12.3.2.2 Train the Full GBM Model

# Train an initial GBM model
gbm_full <- gbm(presence ~ ., 
                data = train_data,
                distribution = "bernoulli",  # Classification task
                n.trees = 500,  
                shrinkage = 0.01,  
                interaction.depth = 3,  
                cv.folds = 5)  # Cross-validation to prevent overfitting

# View feature importance
summary(gbm_full)

✅ What to Look For?
- Higher scores indicate variables that contribute the most to predictions.
- Low-importance variables should be considered for removal.
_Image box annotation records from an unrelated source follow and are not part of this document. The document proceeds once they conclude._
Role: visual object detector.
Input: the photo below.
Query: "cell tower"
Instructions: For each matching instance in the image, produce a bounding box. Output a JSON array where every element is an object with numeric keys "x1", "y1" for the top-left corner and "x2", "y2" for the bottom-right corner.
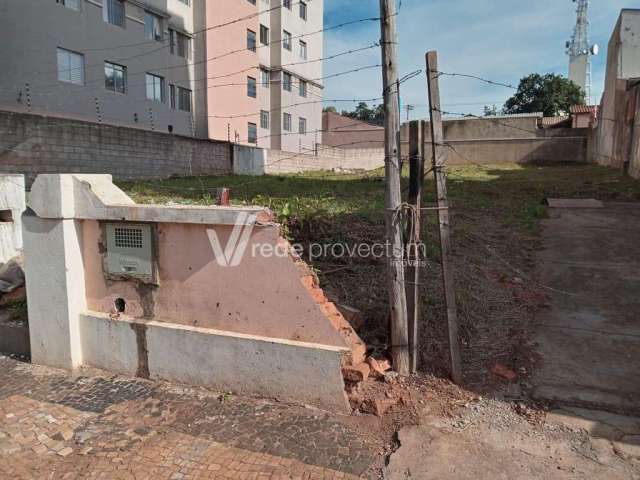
[{"x1": 566, "y1": 0, "x2": 600, "y2": 103}]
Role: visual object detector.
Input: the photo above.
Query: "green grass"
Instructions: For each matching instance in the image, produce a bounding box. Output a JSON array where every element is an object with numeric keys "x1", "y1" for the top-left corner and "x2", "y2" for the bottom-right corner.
[{"x1": 119, "y1": 164, "x2": 640, "y2": 232}]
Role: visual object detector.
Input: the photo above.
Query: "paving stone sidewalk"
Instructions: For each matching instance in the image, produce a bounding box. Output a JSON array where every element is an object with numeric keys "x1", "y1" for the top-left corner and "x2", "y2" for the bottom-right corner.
[{"x1": 0, "y1": 356, "x2": 375, "y2": 480}]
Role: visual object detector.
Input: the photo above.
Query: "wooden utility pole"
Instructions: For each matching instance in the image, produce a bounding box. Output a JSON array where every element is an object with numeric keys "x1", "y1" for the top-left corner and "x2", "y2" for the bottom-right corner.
[
  {"x1": 380, "y1": 0, "x2": 410, "y2": 375},
  {"x1": 427, "y1": 52, "x2": 462, "y2": 385},
  {"x1": 406, "y1": 121, "x2": 425, "y2": 373}
]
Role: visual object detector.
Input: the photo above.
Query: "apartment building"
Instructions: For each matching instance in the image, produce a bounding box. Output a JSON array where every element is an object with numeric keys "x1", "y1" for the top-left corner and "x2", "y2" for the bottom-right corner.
[
  {"x1": 206, "y1": 0, "x2": 323, "y2": 152},
  {"x1": 0, "y1": 0, "x2": 208, "y2": 137}
]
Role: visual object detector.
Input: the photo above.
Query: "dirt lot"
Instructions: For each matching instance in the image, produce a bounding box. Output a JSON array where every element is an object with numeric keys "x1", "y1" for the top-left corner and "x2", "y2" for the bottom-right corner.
[{"x1": 121, "y1": 165, "x2": 640, "y2": 393}]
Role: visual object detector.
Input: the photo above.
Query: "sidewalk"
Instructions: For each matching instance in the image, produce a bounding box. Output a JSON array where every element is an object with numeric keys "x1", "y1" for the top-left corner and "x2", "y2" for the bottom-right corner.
[{"x1": 0, "y1": 356, "x2": 375, "y2": 480}]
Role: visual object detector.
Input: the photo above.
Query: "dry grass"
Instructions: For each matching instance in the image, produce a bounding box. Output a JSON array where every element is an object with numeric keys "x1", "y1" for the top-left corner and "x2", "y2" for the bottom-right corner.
[{"x1": 121, "y1": 165, "x2": 640, "y2": 390}]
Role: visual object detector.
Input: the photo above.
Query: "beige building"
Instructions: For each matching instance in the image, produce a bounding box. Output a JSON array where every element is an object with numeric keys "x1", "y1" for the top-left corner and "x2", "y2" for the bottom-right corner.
[
  {"x1": 0, "y1": 0, "x2": 206, "y2": 137},
  {"x1": 206, "y1": 0, "x2": 323, "y2": 152}
]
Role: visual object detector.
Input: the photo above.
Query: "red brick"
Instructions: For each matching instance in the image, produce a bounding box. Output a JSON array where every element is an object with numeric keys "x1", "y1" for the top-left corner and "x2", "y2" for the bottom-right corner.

12.3.3 Step 3: Compute Feature Importance Scores and Remove Low-Importance Variables

GBM provides relative influence scores for each predictor. We will remove variables that contribute little to model accuracy.

12.3.3.1 Plot Feature Importance

# Visualize feature importance
barplot(summary(gbm_full)$rel.inf, names.arg = summary(gbm_full)$var, las = 2, col = "steelblue",
        main = "Feature Importance in GBM", cex.names = 0.8)

12.3.3.2 Remove Low-Importance Variables

# Define a cutoff threshold for importance (e.g., remove variables < 2%)
important_vars <- summary(gbm_full)$var[summary(gbm_full)$rel.inf > 2]

# Retain only important variables
train_data_reduced <- train_data[, c("presence", important_vars)]
test_data_reduced  <- test_data[, c("presence", important_vars)]

✅ What to Look For?
- The feature importance plot highlights which variables significantly impact the model.
- Removing low-importance variables improves efficiency without reducing accuracy.

12.3.4 Step 4: Perform Correlation Analysis to Eliminate Redundant Variables

Environmental predictors are often highly correlated, which can introduce redundancy.

12.3.4.1 Compute a Correlation Matrix

# Compute correlation matrix
cor_matrix <- cor(train_data_reduced[, -1])  # Remove target variable
corrplot(cor_matrix, method = "color", type = "upper", tl.cex = 0.8, title = "Correlation Matrix")

12.3.4.2 Remove Highly Correlated Variables (r > 0.7)

# Identify correlated pairs
high_cor <- findCorrelation(cor_matrix, cutoff = 0.7, names = TRUE)

# Remove correlated predictors
train_data_final <- train_data_reduced[, !(colnames(train_data_reduced) %in% high_cor)]
test_data_final  <- test_data_reduced[, !(colnames(test_data_reduced) %in% high_cor)]

✅ Why Does This Matter?
- Removing highly correlated variables prevents redundant information in the model.
- The GBM model generalizes better by relying on independent predictors.

12.3.5 Step 5: Retrain GBM with Reduced Features and Compare Accuracy/AUC

12.3.5.1 Train the Reduced GBM Model

# Train a GBM model with selected variables
gbm_reduced <- gbm(presence ~ ., 
                    data = train_data_final,
                    distribution = "bernoulli",
                    n.trees = 500,  
                    shrinkage = 0.01,  
                    interaction.depth = 3,  
                    cv.folds = 5)

# View feature importance of reduced model
summary(gbm_reduced)

12.3.5.2 Evaluate Model Performance (AUC and Accuracy)

library(pROC)

# Predict on test set
full_pred <- predict(gbm_full, test_data, n.trees = 500, type = "response")
reduced_pred <- predict(gbm_reduced, test_data_final, n.trees = 500, type = "response")

# Compute AUC for full model
full_auc <- auc(roc(test_data$presence, full_pred))

# Compute AUC for reduced model
reduced_auc <- auc(roc(test_data_final$presence, reduced_pred))

# Print AUC Scores
print(paste("Full GBM AUC:", full_auc))
print(paste("Reduced GBM AUC:", reduced_auc))

12.3.5.3 Compare Accuracy

# Convert predictions to binary classes
full_pred_class <- ifelse(full_pred > 0.5, "1", "0")
reduced_pred_class <- ifelse(reduced_pred > 0.5, "1", "0")

# Compute accuracy
full_acc <- sum(full_pred_class == test_data$presence) / nrow(test_data)
reduced_acc <- sum(reduced_pred_class == test_data_final$presence) / nrow(test_data_final)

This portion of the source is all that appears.